40 BRITAIN’S POT TALENT
Our nation has already produced ceramic greats – from Josiah Wedgwood’s china teacups to Edmund de Waal’s porcelain vessels. But behind closed studio doors, the nation’s pottery wheels keep turning. We celebrate the state of the craft today
The British Ceramics Biennial is returning to Stoke-on-trent, the home of British ceramic manufacturing, for its fifth edition this month. The Staffordshire town’s brick bottle kilns have been producing iconic designs – including Wedgwood’s jasperware, Portmeirion’s chunky mugs and, more recently, Emma Bridgewater’s charming country-style bowls – since the 17th century, and the former factory of stoneware company Spode is the heart of this festival held in the craft’s honour.

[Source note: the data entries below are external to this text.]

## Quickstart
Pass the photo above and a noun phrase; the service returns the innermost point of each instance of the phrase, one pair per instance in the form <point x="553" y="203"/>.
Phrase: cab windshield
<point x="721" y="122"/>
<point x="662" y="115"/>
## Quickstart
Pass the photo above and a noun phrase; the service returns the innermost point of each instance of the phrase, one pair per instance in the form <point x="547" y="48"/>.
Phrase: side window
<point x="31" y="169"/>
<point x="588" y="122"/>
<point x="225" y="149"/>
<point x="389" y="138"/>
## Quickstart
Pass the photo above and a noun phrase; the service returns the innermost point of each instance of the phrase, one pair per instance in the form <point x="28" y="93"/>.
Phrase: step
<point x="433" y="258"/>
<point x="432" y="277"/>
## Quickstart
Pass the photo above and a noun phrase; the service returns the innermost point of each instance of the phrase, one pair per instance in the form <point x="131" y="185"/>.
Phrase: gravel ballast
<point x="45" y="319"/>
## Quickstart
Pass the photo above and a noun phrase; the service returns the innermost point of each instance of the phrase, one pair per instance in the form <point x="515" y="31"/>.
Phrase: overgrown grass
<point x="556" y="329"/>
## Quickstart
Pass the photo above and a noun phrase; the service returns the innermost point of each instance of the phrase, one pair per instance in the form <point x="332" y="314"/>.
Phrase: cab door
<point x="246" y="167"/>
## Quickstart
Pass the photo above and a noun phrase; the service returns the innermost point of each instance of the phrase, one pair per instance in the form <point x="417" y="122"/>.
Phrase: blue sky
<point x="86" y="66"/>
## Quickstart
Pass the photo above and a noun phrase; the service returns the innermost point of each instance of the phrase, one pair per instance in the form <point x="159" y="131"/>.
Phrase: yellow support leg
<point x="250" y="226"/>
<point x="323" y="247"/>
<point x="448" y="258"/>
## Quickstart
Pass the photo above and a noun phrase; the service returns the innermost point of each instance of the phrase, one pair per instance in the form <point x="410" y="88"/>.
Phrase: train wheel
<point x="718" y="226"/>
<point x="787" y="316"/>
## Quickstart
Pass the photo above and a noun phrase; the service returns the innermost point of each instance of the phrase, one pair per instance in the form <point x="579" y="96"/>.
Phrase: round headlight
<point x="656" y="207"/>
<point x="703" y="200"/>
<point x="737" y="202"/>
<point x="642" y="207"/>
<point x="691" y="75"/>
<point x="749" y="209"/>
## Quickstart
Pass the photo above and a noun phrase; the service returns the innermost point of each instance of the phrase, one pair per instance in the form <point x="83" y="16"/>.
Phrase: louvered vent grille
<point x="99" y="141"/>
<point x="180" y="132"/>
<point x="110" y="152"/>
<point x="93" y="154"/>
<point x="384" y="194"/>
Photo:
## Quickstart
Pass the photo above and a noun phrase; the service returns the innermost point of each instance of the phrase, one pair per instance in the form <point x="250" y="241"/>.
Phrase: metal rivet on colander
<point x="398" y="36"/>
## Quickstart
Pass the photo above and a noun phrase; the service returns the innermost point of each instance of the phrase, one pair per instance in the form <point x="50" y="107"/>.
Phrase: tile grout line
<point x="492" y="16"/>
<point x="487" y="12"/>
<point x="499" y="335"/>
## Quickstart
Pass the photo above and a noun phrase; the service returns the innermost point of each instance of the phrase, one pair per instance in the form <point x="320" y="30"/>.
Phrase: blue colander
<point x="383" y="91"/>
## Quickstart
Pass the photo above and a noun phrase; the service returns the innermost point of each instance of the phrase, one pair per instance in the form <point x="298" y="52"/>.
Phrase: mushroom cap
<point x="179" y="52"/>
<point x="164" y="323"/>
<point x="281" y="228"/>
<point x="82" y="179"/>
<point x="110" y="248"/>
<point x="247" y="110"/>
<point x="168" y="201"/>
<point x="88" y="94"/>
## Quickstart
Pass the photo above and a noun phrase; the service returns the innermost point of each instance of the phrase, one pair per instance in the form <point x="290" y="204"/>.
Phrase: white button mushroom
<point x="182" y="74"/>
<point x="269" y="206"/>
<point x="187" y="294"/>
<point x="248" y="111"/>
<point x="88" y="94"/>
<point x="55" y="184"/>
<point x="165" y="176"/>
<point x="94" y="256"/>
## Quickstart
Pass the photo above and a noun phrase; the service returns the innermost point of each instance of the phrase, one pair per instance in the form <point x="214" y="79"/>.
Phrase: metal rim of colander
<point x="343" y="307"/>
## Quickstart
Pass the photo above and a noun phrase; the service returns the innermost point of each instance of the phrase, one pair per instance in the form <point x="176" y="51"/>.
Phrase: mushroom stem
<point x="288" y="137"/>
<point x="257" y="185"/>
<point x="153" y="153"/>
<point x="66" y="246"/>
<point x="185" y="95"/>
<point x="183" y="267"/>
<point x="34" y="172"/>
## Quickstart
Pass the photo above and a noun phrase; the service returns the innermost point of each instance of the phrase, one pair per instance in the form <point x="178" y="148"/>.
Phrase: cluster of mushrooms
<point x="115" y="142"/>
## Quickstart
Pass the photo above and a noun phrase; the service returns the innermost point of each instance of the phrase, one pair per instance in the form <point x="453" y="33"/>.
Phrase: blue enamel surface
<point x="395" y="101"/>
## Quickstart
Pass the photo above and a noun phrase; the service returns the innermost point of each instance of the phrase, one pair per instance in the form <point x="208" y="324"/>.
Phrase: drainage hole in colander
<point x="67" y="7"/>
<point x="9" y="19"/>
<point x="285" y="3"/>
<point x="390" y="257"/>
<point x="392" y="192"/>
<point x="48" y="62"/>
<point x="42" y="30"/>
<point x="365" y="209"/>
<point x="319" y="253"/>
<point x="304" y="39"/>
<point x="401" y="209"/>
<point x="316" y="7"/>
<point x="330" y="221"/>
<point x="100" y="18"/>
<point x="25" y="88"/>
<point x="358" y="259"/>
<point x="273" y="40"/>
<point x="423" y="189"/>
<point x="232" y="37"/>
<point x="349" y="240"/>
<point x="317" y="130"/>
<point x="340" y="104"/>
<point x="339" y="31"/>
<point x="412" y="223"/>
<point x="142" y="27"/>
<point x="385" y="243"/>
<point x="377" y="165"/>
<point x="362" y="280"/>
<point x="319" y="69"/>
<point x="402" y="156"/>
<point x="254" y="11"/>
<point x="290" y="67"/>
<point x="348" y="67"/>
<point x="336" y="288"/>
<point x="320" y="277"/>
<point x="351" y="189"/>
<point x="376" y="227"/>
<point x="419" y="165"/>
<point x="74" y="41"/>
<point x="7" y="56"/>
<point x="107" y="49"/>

Its airy warehouse will display work submitted to Award – a competition with a £5,000 prize – by ten artists, including Matthew Raw, whose collaboration with architectural collective Assemble is soon to appear at Seven Sisters tube station in London. Visit makers at their wheels during the six weeks of open studios, have a go at raku firing (an ancient Japanese technique in which pots are taken from the kiln still red hot, then placed in a flammable material), or building your own bowl in The Clay Pit. Plus, don’t miss a re-imagining of the ‘Brown Betty’, Britain’s archetypal teapot. Young creative Ian Mcintyre – an installation artist who also makes homeware for craft furniture brand Another Country – has been tasked with re-engineering the iconic design to fit the aesthetic of the contemporary British kitchen (23 September –5 November; britishceramicsbiennial.com).